I’ve done these analyses in R. We’ll start by loading in the packages used:
library("tidyverse") # for general data wrangling
library("gtools") # for permutations
library("rvest") # for webscraping
library("lubridate") # for working with dates
library("tidytext") # for working with text
By placing the unzipped Letterboxd folders into the working directory, we can easily identify the members of the analysis by detecing the folders in the directory which have a regular pattern.
members <- list.files(pattern = "letterboxd-")
This will allow us to create our first data frame, where rows represent User-Film pairs of all the films the users have ever watched. We’ll also go ahead and add some basic information on the number of people who have watched each movie, and highlight those which all users have seen, only one user have seen, and all minus one user have seen. At this point, one might want to edit the User
column so the values are more readable instead of the full file names, but in order to keep the code as flexible as possible, I have not done so here.

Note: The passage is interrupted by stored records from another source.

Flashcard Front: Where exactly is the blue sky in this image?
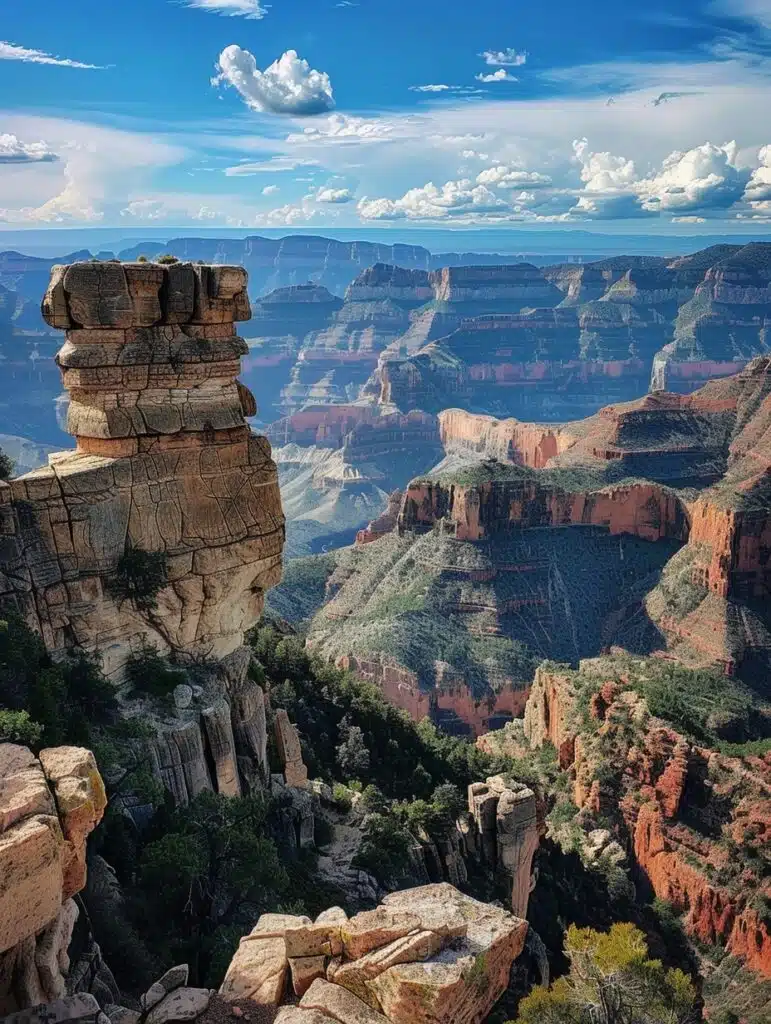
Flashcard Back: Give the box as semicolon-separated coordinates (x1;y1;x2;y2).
0;0;771;232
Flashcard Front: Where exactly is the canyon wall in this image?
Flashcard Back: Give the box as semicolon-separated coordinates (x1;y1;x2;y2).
0;743;106;1015
398;474;688;542
524;658;771;977
0;263;284;674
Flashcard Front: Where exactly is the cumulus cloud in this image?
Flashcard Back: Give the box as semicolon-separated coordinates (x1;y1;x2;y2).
0;133;58;164
479;164;552;188
186;0;267;20
640;142;749;215
744;145;771;205
0;42;104;71
474;68;519;83
214;44;335;117
315;188;353;204
357;178;508;220
479;46;529;68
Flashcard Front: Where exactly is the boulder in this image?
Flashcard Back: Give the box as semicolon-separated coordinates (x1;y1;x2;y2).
300;979;387;1024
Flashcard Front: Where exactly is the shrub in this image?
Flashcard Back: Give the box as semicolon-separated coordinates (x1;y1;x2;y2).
0;710;43;746
126;642;186;697
110;547;168;611
0;449;13;480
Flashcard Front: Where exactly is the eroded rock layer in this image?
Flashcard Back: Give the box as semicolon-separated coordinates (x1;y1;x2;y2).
0;262;284;673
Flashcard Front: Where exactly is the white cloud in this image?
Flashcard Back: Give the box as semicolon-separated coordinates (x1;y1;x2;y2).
0;42;103;71
479;46;529;68
640;142;749;214
0;114;186;224
181;0;267;20
315;188;353;203
474;68;519;83
475;164;552;188
744;145;771;200
224;157;318;178
286;114;394;143
0;133;58;164
357;178;509;220
214;45;335;117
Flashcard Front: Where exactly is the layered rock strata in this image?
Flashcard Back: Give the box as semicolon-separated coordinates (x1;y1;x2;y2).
518;657;771;977
0;262;284;675
220;884;527;1024
0;743;106;1014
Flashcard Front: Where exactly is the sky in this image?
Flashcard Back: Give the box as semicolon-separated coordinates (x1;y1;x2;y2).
0;0;771;233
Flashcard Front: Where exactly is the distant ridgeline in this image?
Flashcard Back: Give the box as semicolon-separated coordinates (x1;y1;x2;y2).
0;236;771;443
271;358;771;734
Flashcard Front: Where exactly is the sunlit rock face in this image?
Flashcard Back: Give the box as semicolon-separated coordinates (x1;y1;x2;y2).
0;262;284;675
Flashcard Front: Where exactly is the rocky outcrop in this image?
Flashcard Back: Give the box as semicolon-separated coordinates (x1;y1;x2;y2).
0;743;106;1014
398;475;688;542
0;262;284;676
469;775;539;918
220;884;527;1024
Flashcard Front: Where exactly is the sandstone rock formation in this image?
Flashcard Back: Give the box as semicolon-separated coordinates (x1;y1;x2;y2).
469;775;539;918
0;743;106;1014
220;884;527;1024
525;655;771;977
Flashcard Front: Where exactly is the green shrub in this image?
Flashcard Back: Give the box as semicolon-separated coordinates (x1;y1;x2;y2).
0;709;43;746
109;547;169;611
126;642;186;697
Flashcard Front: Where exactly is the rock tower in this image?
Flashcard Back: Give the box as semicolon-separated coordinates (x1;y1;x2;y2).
0;261;284;678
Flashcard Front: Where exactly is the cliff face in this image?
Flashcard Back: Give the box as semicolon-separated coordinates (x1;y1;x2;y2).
518;658;771;977
2;263;284;673
398;477;688;542
0;743;106;1014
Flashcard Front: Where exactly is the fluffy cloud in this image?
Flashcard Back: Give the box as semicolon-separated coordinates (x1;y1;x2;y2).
479;46;528;68
0;42;103;71
640;142;749;215
214;45;335;117
479;164;552;188
315;188;353;204
356;178;509;220
474;68;519;83
186;0;267;20
744;145;771;201
0;133;58;164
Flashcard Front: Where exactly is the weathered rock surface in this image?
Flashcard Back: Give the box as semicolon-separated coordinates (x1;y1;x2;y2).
0;743;105;1013
3;262;284;675
220;884;527;1024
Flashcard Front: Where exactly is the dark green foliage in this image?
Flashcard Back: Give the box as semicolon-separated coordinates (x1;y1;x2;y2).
126;643;186;697
335;719;370;779
110;547;168;611
126;793;289;984
0;449;13;480
250;627;494;800
0;711;43;746
0;613;115;748
634;660;771;746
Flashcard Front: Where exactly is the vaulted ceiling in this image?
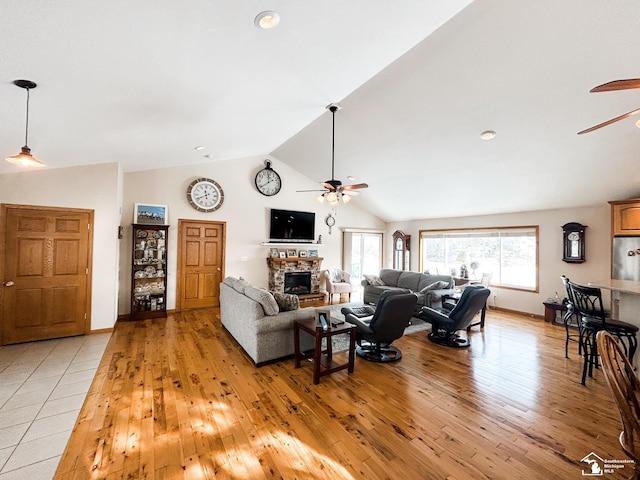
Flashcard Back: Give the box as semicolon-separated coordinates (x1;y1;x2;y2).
0;0;640;220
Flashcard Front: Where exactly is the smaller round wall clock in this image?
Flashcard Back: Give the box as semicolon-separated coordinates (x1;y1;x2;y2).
256;160;282;197
187;178;224;212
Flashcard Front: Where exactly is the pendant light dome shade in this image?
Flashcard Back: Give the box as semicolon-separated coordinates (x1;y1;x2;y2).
5;80;45;167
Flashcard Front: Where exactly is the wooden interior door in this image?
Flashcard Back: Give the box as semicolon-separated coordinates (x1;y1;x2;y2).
176;220;225;310
0;205;93;345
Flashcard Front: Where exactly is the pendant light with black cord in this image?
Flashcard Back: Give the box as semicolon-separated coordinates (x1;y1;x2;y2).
5;80;45;167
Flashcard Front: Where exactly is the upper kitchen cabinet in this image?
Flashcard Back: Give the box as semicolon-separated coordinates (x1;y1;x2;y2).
609;198;640;236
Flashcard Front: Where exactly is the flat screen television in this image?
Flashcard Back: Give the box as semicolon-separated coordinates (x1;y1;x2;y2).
269;208;316;243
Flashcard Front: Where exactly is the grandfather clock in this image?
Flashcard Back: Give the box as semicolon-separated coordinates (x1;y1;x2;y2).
393;230;411;270
562;222;587;263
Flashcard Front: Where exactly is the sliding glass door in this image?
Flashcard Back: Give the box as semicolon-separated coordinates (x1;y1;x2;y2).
343;231;383;292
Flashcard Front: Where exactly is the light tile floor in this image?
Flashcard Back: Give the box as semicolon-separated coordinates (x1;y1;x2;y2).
0;333;111;480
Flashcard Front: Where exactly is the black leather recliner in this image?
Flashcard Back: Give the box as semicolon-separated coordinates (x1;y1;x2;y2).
418;285;491;347
341;292;418;363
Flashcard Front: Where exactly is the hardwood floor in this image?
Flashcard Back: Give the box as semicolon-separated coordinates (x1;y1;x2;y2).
55;309;632;480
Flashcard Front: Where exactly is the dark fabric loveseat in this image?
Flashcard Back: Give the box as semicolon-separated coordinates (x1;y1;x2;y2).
362;268;456;311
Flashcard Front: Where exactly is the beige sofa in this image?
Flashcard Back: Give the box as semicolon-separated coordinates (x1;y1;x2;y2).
220;277;316;366
362;268;456;311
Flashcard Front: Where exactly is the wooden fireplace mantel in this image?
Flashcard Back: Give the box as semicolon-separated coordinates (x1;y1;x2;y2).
267;257;323;268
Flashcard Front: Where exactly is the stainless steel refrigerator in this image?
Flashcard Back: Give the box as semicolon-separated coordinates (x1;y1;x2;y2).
613;237;640;281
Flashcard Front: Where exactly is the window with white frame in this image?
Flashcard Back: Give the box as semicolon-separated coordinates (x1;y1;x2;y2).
420;226;538;292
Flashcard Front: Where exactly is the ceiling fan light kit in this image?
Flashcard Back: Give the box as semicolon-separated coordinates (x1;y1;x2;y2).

movies <- lapply(members, function(i)
read.csv(file = paste0(i, "/watched.csv"))
)
names(movies) <- members
movies <- bind_rows(movies, .id = "User") |>
rename(URL = Letterboxd.URI) |>
select(-Date) |>
mutate(Watched = TRUE)
movies <- movies |>
group_by(Name, Year, URL) |>
mutate(N_Watched = sum(!is.na(Watched)),
All_Watched = N_Watched == length(members),
All_Minus1_Watched = N_Watched == length(members) - 1,
Only_1Watched = N_Watched == 1)
We can use pivot_wider
to create a wide version of the data, where rows represent a film and each member’s ratings are columns for each individual film. Our group has watched 1,750 unique movies!
movies_wide <- movies |>
pivot_wider(
names_from = "User",
values_from = "Watched",
names_prefix = "Watched_") |>
mutate(across(starts_with("Watched"),
~ !is.na(.))) |>
pivot_longer(starts_with("Watched"),
names_to = "User",
names_prefix = "Watched_",
values_to = "Watched") |>
mutate(Watched = ifelse(Watched, "Watched", "NotWatched")) |>
group_by(Name, Year, Watched, URL) |>
summarize(Who = paste0(User, collapse = ", ")) |>
pivot_wider(names_from = "Watched",
values_from = "Who",
names_prefix = "Who_") |>
mutate(N_Watched = str_count(Who_Watched, ",") + 1,
All_Watched = N_Watched == length(members),
All_Minus1_Watched = N_Watched == length(members) - 1,
Only_1Watched = N_Watched == 1)
Some of the quantities of interest involve using the Letterboxd average ratings for each movie, which are fairly tricky to webscrape. Here’s a function I wrote to get it done. I’ll save it as an .Rdata file to only run that once, since it takes quite a bit to run (notice I use Sys.sleep
and the rpois
function to generate random breaks between reading in the html of each film’s page). Using each film’s URL as a key, we can join this to the movies
and movies_wide
data frames.
# Add Letterboxd averages
read_letterboxd_average <- function(url) {
page <- read_html(url)
average_rating <- page |>
html_nodes(xpath = '//meta[@name="twitter:data2"]') |>
html_attr("content")
average_rating <- as.numeric(str_replace(average_rating, " out of 5", ""))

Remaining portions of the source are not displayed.